Yabbu is made to be flexible

In order to organize effective meetings you should share the goal and agenda beforehand with the right people. That’s why you decide at each new meeting with Yabbu who should participate and who can read along — effortless. You can invite anyone you want. Putting restrictions on inviting people to your meetings would be contrary to Yabbu’s purpose.


When you hammer out the agenda, you can easily set who should participate, set co-authors (who have additional permissions to manage the meeting, like you), and set which teams should be able to co-read (without being bothered by any notifications).

1. Author

If you click + New meeting to draft a new meeting, you automatically become an Author as the organizer of the meeting. As an author, you can also designate a second and third co-Author among the participants. If you hover over their email address in edit mode, an A will appear that you can add by clicking on it. These co-Authors get the same additional rights as the Author, such as changing the participants, the schedule, and the order of the agenda items. See Permissions for details.

2. Participant

The (co-)Author decides about the participants. We recommend adding someone as a participant to the meeting, in case they have an active role in the meeting. Tis means that they contribute something to the meeting, or at least learn something from the meeting, and preferably both. Participants will receive email and mobile app notifications of this meeting, since you want them to actively participate.

3. Team

The (co-)author also decides on the teams. If you add a team under “Share with”, all team members can read along. They have the same permissions as a participant, but they don’t receive email or mobile app notifications since they don’t have an active role. This way you keep them informed and make the content of the meeting available to them without disturbing them. They can find these meetings in their Shared folder in the menu.

→ Note that someone can be a participant and a team member of an added team at the same time. That’s no problem. In any case, you have ensured that all team members can read along. Also nice is that when you add a new team member, this person gets access to all previous meetings that have been shared with that team.



  • Add agenda items
  • Comment, reply, like
  • Close agenda items
  • Add/ remove tasks & decisions
  • Add/ remove documents
  • Edit/ remove own content

Authors can also:

  • Change title and goal
  • Add/ remove participants
  • Add/ remove other authors (up to 3)
  • Add/ remove teams to read along
  • Change the schedule
  • Change the order of the agenda items
  • Change the durations of agenda items
  • Reopen closed agenda items
  • Reopen closed meetings

Team members
Members of a team that is added to a meeting have the same permissions as a participant. However, they won’t find the meeting in their Inbox, though, and won’t receive any email or mobile app notifications. They can find these meetings in their Shared folder in the menu, and these meetings will also be included in the Search.

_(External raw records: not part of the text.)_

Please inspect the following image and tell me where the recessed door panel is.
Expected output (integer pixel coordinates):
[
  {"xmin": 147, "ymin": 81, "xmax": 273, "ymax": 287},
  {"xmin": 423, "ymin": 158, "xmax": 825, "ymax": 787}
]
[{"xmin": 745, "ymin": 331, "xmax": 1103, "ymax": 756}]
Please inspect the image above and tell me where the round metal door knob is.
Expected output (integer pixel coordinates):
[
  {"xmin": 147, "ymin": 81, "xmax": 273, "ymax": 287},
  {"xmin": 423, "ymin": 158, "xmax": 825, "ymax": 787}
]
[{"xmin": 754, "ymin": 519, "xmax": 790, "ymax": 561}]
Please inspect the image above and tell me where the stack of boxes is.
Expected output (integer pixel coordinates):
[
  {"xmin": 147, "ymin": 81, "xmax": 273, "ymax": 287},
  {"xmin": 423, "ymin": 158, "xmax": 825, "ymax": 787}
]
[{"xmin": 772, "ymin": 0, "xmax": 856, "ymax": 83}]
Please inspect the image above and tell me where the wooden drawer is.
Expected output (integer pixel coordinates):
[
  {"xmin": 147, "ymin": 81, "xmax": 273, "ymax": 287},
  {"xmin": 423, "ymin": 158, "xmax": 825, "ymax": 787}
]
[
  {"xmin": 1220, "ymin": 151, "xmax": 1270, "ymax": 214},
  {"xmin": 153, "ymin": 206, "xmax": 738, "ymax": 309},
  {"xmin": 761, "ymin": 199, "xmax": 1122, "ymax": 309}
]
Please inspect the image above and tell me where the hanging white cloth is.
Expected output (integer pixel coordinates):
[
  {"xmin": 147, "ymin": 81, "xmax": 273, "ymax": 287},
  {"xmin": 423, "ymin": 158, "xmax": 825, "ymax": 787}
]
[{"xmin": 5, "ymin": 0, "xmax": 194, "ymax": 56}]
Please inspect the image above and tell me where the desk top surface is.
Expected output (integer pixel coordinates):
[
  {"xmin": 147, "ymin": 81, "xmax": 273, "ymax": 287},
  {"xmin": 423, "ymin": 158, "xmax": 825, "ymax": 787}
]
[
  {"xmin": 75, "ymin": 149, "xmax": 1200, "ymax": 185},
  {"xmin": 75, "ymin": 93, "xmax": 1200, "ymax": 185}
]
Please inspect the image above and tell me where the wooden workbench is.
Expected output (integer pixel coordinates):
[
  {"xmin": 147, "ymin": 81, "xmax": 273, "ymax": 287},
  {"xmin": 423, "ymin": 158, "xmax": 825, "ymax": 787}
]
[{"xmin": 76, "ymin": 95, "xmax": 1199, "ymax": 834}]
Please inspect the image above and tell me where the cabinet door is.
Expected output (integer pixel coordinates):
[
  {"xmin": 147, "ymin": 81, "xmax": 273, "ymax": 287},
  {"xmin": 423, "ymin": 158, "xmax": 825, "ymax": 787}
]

Email notifications to (co-)Authors and Participants:

  • When a meeting is published
  • When a meeting is closed
  • When you are @mentioned
  • When you are member of a team that is @mentioned
  • When you are assigned a new task
  • To remind you about an unfinished task expires the next day
  • To remind you about a unpublished draft meeting

Mobile app notifications to (co-)Authors and Participants:

  • When an email notification is sent
  • When there is a new post in a meeting you participate in

Note that team members of a team that is added to a meeting don’t receive email or mobile app notifications (unless they are also participants).


If you have a Yabbu license, you can add email addresses to the seats under Settings > Seats. The number of seats depends on your pricing plan. By assigning people to seats, you give them the opportunity to organize meetings.

By the way, licenses are independent of who has access to which meetings and what rights they have in those meetings.